Living and raised in a Catholic country, this fascination is fed—with gusto! Around the archipelago are amazing churches that I have yet to marvel at. Some I have been lucky enough to have visited and heard mass in, some are yet to be visited.
So on this Maundy Thursday, let me do my Catholic duty of Visita Iglesia and visit and revisit the “something old, something awesome” Houses of God. It may not be the “traditional” way, but hey it’s the thought that counts.
Paoay Church, Ilocos Norte. Completed in 1710. Famous for its distinct architecture highlighted by the enormous buttresses on the sides and rear of the building, a design feature to withstand earthquakes that commonly occur throughout the country. It was designated as a UNESCO World Heritage Site as one best examples of the Baroque Churches of the Philippines in 1993.
San Augustin Church, Intramuros, Manila, originally known as Iglesia de San Pablo. Built in 1589 during the Spanish colonial period, it is the oldest stone church in the country. It was named a National Historical Landmark by the Philippine government in 1976, and designated as a World Heritage Site by UNESCO in 1993 under the collective title Baroque Churches of the Philippines. Trivia: since the time of its foundation, the devotion to Nuestra Senora dela Consolacion y Cirrea is celebrated every Saturday: and, it holds the tomb of Miguel Lopez de Legaspi, founder of the City of Manila.
Baclayon Church, Bohol, aka the Church of Our Lady of the Immaculate Conception in Baclayon is considered to be one of the oldest churches in the Philippines. Constructed with blocks carved out of coral stones and egg whites as cement. The present structure was completed in 1727 with the bell added in 1835. Trivia: 200 natives were forced into labor to construct the church; and, there’s a dungeon where natives violating the rules of the Roman Catholic Church were punished.

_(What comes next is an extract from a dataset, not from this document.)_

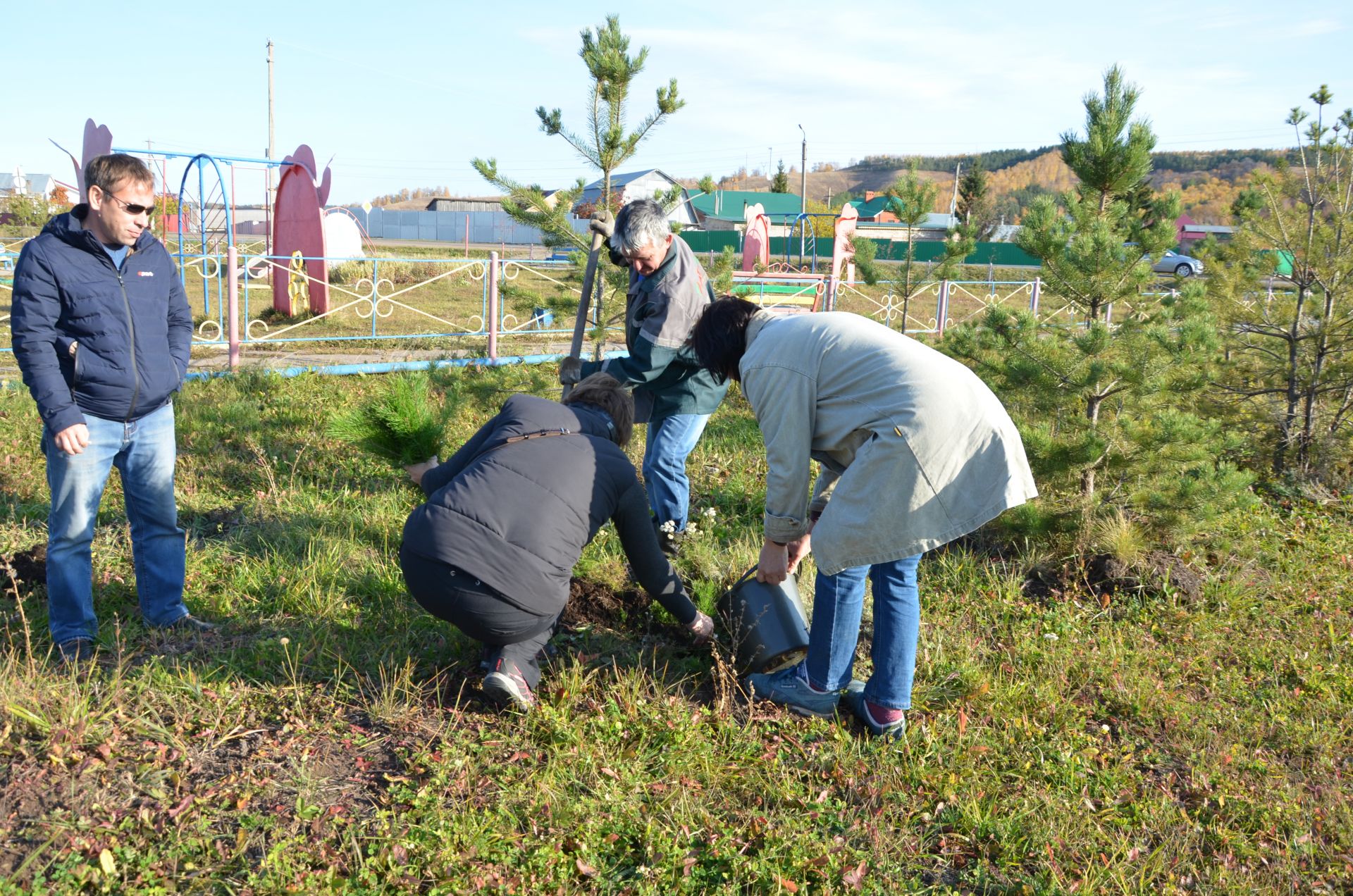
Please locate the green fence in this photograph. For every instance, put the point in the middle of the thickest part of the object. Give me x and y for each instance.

The Basilica Minore de San Sebastián, Manila, aka San Sebastián Church. Following several re-buildings (in wood and brick destroyed by fire and earthquakes), the present structure was completed in 1891 and is noted for its Gothic architectural features. It is the only all-steel basilica in Asia, and claimed as the only prefabricated steel church in the world. It was designated as a National Historical Landmark by the Philippine government in 1973, and included in the Tentative List for possible designation as a World Heritage Site in 2006. Trivia: Rumor has it that French engineer Gustave Eiffel was involved in the design and construction of this Church.
Church of Saint Louis, Bishop of Toulouse, Lucban, Quezon. Not only does the province have the Pahiyas, it also has this church that enshrines the patron saint the festival is dedicated to. The church was initially created in 1593 but destroyed in 1629. The second church was constructed between 1630 and 1640, gutted by fire in 1733 and reconstructed in 1738. It was partly destroyed during the World War II in 1945 and renovated by the Philippine Historical Commission in 1966.
Binondo Church, Binondo District, Manila aka Minor Basilica of St. Lorenzo Ruiz (the first Filipino saint canonized in 1987) was founded by Dominican priests in 1596 to serve their Chinese converts to Christianity. The current granite church was completed on the same site in 1852 and features an octagonal bell tower which suggests the Chinese culture of the parishioners.
Basílica Menor del Santo Niño, Cebu City, aka Minor Basilica of the Holy Child, was founded in the 16th century (the present building completed 1739-1740) and is the Roman Catholic church established in the country. It was built on the spot where the image of the Santo Niño de Cebú, a statue depicting the Holy Child Jesus, was found by a soldier preserved in a burnt wooden box after Legazpi razed the village of hostile natives in1565.
*all photos from the net
Published in the Sun.Star Davao newspaper on March 28, 2013.